NFIB Members Called to Action After Governor Releases His Budget

Date: December 13, 2018

Related Content: News State Budget Taxes Washington

A $3.7 billion tax hike not the holiday surprise small-business owners deserve

The same day he announced it, NFIB Washington wasted no time in putting out an e-blast to its members asking them to take action to stop Gov. Jay Inslee’s proposed state budget for 2019-2021—a budget calling for small-business owners to pony up $3.7 billion in additional tax money.

Click here to read the Call to Action and the steps to take.

In it, you’ll read the following analysis from NFIB Washington State Director Patrick Connor of just what’s at stake:

“Gov. Jay Inslee released his 2019-21 budget plan on December 13. The proposal would boost state spending 21% and pay for it by increasing taxes on your small business.

The centerpiece of the governor’s $3.7 billion tax hike would raise B&O taxes on services from 1.5% to 2.5%, generating $2.6 billion for state coffers. That’s an increase of 67%!

This massive tax increase not only affects service businesses, but it would also affect every business that uses those services as well. A B&O service-tax hike would impact accounting, legal, architectural, engineering, and other services (likely janitorial, landscaping, etc.) – many of which small businesses use themselves and incorporate into goods or services they sell to consumers.

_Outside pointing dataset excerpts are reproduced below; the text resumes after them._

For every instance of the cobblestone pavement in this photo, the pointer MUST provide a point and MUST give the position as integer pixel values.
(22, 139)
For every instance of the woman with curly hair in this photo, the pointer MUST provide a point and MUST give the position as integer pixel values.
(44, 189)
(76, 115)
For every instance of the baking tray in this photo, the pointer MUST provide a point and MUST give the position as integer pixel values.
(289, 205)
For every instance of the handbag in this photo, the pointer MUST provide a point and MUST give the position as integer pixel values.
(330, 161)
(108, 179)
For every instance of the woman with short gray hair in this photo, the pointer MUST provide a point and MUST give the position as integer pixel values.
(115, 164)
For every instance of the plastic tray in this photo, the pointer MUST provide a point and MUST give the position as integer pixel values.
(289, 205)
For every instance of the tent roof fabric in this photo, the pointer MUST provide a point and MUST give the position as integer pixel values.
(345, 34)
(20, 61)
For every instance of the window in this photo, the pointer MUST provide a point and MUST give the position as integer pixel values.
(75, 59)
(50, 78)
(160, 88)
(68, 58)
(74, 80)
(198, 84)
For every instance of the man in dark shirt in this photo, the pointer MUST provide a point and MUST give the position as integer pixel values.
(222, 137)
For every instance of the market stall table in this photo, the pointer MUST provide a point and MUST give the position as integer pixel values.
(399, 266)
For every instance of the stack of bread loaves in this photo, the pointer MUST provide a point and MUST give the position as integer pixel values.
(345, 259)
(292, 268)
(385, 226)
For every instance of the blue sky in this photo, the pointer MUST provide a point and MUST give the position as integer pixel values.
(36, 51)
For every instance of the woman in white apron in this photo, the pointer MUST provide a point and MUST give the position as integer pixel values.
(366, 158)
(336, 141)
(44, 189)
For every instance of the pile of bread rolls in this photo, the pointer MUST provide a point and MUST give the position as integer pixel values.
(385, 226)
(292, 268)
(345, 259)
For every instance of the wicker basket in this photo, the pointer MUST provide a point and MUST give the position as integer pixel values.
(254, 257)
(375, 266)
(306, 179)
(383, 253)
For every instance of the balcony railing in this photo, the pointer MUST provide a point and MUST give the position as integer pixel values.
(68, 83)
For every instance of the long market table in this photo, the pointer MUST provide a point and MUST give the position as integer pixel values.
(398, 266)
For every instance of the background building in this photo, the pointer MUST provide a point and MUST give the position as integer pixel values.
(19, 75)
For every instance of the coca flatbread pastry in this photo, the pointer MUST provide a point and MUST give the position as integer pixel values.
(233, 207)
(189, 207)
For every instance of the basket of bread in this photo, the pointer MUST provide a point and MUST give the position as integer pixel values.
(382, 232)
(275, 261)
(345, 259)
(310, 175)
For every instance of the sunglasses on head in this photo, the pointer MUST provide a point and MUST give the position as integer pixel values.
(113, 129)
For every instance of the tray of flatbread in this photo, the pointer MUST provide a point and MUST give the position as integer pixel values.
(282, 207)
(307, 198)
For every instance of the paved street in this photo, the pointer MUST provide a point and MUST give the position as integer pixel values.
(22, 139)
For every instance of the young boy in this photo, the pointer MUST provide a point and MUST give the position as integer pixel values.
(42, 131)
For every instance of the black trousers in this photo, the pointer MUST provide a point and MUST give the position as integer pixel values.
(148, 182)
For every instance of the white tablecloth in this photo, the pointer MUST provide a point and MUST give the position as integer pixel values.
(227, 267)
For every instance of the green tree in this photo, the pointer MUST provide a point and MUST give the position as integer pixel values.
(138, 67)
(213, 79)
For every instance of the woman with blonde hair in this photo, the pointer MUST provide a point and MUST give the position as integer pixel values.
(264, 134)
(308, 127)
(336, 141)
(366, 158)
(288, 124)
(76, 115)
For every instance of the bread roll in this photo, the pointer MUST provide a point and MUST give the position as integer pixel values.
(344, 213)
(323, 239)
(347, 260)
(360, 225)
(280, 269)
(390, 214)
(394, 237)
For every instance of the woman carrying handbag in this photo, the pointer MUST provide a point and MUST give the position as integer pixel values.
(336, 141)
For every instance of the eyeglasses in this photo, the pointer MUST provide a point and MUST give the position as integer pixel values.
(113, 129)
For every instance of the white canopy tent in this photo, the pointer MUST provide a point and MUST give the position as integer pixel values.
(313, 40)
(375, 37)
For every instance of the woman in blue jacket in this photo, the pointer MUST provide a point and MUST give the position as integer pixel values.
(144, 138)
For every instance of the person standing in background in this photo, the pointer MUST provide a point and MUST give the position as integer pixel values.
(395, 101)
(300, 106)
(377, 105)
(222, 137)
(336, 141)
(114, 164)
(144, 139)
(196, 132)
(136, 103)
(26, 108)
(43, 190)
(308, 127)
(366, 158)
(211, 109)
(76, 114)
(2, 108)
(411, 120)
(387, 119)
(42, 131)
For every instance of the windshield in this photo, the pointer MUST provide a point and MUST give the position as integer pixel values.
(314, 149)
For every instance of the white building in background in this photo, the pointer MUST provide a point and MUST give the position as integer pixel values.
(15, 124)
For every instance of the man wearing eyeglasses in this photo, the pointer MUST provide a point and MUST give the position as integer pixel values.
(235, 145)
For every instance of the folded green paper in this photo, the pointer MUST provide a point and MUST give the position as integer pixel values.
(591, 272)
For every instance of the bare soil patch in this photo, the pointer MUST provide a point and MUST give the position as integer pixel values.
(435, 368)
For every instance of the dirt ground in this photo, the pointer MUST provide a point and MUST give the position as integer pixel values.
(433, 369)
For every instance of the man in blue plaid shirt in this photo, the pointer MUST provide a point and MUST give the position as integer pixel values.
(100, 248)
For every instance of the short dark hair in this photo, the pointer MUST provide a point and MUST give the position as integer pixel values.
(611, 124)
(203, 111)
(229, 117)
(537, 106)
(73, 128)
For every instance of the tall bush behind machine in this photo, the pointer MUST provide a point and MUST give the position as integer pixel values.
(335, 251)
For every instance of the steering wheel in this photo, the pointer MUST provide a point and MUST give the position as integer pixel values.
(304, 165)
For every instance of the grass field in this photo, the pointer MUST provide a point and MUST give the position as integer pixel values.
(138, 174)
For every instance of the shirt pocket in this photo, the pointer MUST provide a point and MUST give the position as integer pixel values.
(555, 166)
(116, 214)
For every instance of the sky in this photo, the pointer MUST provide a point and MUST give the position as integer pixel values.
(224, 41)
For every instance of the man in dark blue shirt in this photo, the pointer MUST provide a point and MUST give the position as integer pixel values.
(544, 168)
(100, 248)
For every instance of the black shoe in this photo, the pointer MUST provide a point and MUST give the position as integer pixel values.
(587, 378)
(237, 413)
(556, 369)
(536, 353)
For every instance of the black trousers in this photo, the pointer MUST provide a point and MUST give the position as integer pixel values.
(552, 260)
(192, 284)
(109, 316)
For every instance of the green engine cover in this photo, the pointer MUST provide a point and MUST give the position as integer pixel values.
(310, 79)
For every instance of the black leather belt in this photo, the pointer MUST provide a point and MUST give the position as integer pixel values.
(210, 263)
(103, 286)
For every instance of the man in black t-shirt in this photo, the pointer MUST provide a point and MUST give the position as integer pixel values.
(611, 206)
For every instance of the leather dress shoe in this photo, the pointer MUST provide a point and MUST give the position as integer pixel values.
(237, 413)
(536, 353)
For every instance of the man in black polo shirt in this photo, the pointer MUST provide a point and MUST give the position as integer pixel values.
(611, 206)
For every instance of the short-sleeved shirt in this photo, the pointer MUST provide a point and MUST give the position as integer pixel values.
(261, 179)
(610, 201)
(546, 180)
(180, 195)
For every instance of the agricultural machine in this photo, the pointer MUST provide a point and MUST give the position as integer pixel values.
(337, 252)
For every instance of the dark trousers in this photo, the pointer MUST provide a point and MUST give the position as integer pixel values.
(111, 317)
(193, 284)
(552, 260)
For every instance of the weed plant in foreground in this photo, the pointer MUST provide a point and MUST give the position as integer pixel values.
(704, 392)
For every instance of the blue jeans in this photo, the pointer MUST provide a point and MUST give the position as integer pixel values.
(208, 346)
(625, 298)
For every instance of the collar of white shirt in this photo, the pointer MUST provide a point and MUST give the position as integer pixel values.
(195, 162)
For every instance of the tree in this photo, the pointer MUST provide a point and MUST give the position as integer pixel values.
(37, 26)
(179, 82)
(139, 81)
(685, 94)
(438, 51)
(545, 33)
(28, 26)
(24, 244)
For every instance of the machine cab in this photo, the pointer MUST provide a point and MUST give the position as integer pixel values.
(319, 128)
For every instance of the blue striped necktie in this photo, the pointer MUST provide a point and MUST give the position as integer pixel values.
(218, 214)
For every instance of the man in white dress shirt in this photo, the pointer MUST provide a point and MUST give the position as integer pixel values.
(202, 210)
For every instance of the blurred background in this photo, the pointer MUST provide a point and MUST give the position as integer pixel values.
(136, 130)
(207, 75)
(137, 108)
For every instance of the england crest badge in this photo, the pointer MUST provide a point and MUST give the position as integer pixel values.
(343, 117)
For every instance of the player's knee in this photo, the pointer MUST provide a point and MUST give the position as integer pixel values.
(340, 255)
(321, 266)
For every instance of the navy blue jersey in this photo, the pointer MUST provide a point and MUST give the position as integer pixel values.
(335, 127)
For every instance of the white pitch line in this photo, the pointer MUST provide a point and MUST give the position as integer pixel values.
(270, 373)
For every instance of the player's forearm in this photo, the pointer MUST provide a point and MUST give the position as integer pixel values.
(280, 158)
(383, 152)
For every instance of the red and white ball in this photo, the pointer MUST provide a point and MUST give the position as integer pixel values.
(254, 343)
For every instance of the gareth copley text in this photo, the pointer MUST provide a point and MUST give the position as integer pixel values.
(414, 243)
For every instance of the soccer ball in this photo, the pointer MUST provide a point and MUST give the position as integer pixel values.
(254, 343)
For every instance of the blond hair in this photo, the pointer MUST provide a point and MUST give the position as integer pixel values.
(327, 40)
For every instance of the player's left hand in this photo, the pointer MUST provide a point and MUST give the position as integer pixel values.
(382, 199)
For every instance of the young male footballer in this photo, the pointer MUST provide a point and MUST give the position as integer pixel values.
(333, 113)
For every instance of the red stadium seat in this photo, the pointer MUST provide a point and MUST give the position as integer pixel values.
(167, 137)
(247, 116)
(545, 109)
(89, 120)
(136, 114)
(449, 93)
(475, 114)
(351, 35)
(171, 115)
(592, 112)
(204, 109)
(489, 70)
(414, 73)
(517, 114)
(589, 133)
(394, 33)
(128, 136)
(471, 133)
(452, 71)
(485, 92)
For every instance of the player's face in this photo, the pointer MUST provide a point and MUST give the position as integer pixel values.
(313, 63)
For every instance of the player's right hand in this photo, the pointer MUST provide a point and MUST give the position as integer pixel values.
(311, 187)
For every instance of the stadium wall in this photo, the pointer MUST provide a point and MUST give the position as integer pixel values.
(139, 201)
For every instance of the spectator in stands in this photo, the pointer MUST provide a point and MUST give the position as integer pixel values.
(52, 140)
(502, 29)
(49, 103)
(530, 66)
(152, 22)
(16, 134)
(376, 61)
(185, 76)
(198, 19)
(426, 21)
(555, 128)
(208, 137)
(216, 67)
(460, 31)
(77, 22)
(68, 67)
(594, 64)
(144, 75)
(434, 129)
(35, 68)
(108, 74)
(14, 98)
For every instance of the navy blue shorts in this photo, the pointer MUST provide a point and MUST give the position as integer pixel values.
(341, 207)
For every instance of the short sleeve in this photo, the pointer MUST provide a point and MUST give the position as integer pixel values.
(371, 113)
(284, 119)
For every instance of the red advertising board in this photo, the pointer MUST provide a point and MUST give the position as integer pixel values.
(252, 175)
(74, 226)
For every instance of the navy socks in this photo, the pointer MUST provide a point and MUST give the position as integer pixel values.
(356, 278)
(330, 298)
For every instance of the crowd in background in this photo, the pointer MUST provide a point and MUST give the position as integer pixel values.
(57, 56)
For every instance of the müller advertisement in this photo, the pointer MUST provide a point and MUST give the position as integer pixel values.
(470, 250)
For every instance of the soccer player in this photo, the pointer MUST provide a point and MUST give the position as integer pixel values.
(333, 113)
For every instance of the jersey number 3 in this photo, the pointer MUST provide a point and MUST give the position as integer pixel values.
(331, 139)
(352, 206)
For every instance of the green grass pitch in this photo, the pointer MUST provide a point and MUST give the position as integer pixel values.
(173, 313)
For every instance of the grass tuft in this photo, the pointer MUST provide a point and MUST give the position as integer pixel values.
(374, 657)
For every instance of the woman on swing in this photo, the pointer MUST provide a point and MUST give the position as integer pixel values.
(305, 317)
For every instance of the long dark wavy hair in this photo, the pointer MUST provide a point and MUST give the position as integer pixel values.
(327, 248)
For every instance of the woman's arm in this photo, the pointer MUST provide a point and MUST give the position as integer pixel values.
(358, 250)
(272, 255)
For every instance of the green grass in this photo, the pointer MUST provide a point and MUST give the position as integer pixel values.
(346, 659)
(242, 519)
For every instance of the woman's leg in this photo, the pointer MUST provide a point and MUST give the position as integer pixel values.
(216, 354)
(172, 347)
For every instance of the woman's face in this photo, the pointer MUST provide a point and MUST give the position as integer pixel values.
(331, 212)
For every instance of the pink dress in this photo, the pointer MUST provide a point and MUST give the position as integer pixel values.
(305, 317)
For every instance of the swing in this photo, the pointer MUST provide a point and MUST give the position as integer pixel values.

Consumers could suffer a double-whammy if business-to-business services are taxed, since those services would be taxed twice (or more) before the final sale to a customer. For instance, a home builder may now have to pay tax on architectural and engineering services used to create blueprints. The same home builder would also pay taxes on the legal work to draw up construction contracts, and the accounting services to generate invoices and issue payroll checks to the crew. Additional taxes could apply to any cleaning, landscaping maintenance, or even real estate services the builder uses to get the home ready for sale. That all adds to the cost of building the home, increasing the final price to the homeowner.

Similar tax pyramiding – charging tax on services used during the creation of a product or service – could apply to almost every other good or service offered for sale to customers.

Also, keep in mind that these tax hikes would be in addition to other cost increases that have or will soon take effect: on January 1, the minimum wage will increase to $12, workers and many business owners will pay a new Paid Family & Medical Leave payroll tax; paid sick and safe leave took effect this past January 1; new overtime rules are expected to be in effect January 1, 2020, along with another minimum wage hike to $13.50.

Small business owners need to contact Gov. Inslee and their local legislators immediately. Tell lawmakers small business can’t afford another hit like this.

And, with record revenues, the state should easily be able to meet its spending obligations within existing resources.